Many of the BDS demands, including the “right of return” for all Palestinians everywhere, would mean the abolition of a Jewish state.

Last week, The Washington Post reported that Jordanian Prince Zeid Ra’ad Al Hussein, the UN high commissioner for human rights, plans to publish a “blacklist” of U.S. and other companies operating in the disputed territories. The blacklist is UN-sanctioned BDS.

The West Bank, East Jerusalem, and the Golan Heights—the territories in dispute—are subject to the negotiating process between Israel and the Palestinian leadership. By attempting to blacklist Israel companies and U.S. companies like Caterpillar, TripAdvisor, Priceline.com, and Airbnb, the UN high commissioner is discouraging bilateral peace talks.

The UN’s unilateral move prompted a sharp rebuke from the U.S. ambassador to the world body, Nikki Haley, who said: “Blacklisting companies without even looking at their employment practices or their contributions to local empowerment, but rather based entirely on their location in areas of conflict, is contrary to the laws of international trade and to any reasonable definition of human rights. It is an attempt to provide an international stamp of approval to the anti-Semitic BDS movement. It must be rejected.”

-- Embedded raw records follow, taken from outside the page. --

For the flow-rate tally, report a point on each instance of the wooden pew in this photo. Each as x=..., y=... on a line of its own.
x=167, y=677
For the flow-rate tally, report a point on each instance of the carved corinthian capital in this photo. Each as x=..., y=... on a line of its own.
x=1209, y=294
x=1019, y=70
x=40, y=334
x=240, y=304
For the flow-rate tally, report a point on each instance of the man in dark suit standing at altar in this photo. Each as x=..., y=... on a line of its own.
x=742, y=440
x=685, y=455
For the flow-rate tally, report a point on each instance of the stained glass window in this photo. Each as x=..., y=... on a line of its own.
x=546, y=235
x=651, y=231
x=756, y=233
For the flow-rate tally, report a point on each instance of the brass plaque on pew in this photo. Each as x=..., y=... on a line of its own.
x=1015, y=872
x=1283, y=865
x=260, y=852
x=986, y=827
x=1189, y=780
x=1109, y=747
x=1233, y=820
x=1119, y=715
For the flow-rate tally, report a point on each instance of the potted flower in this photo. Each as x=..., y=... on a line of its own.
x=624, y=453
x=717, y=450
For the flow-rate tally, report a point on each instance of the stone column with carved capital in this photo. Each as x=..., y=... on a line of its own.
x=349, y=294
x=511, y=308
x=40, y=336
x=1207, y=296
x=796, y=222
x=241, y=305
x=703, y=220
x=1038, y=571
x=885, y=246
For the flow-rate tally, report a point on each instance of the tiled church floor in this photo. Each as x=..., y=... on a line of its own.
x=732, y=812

To Haley’s credit, she called out the long-standing discriminatory targeting of the Jewish state by the UN Human Rights Council that originated the blacklist plan in March 2016.

Nearly half of the U.S. states and many Europeans governments—and financial institutions—have over the last two years recognized the dangers of BDS and its anti-Jewish nature. U.S. states have passed anti-BDS legislation that bar state business with companies that engage in boycotts of Israel.

Just last week, the city government in Frankfurt, Germany, passed an initiative to “ban any municipal funding or the renting of rooms for any activities of groups or individuals who support the antisemitic BDS movement. We also instructed our city-owned companies and called upon private landlords to act in the same way,” said the city’s Deputy Mayor Uwe Becker.

He went further and noted that: “The BDS movement does not only strongly resemble the ‘Don’t Buy from Jews’ argumentation of former times of the National Socialists, but the movement is built on the same toxic ground and it is poisoning the social climate in the same dangerous way.”

Scores of banks in France, Germany, Austria and Ireland have terminated accounts held by BDS organizations.

All of this helps to explain why the UNHRC’s BDS activity damages the conditions for peace.

What can the US and Europe do? The U.S. along with many European countries sit on the 47-member Human Rights Council. The UN’s economic warfare targeting Israel and companies that trade with it should prompt a counter-attack that includes the U.S. and morally-principled countries resigning from the UNHRC.

A joint announcement at a press conference by Haley with her counterparts, including the German and British ambassadors, warning of a mass resignation if the blacklist is implemented, would be a good first move. After all, many U.S. and EU companies will be directly affected by the counter-productive and discriminatory blacklist.

Put simply, the UNHRC should not be in the business of using the tools of economic warfare to bring about precisely the result it claims it wishes to avoid: a powerful setback to the Israel-Palestinian peace process.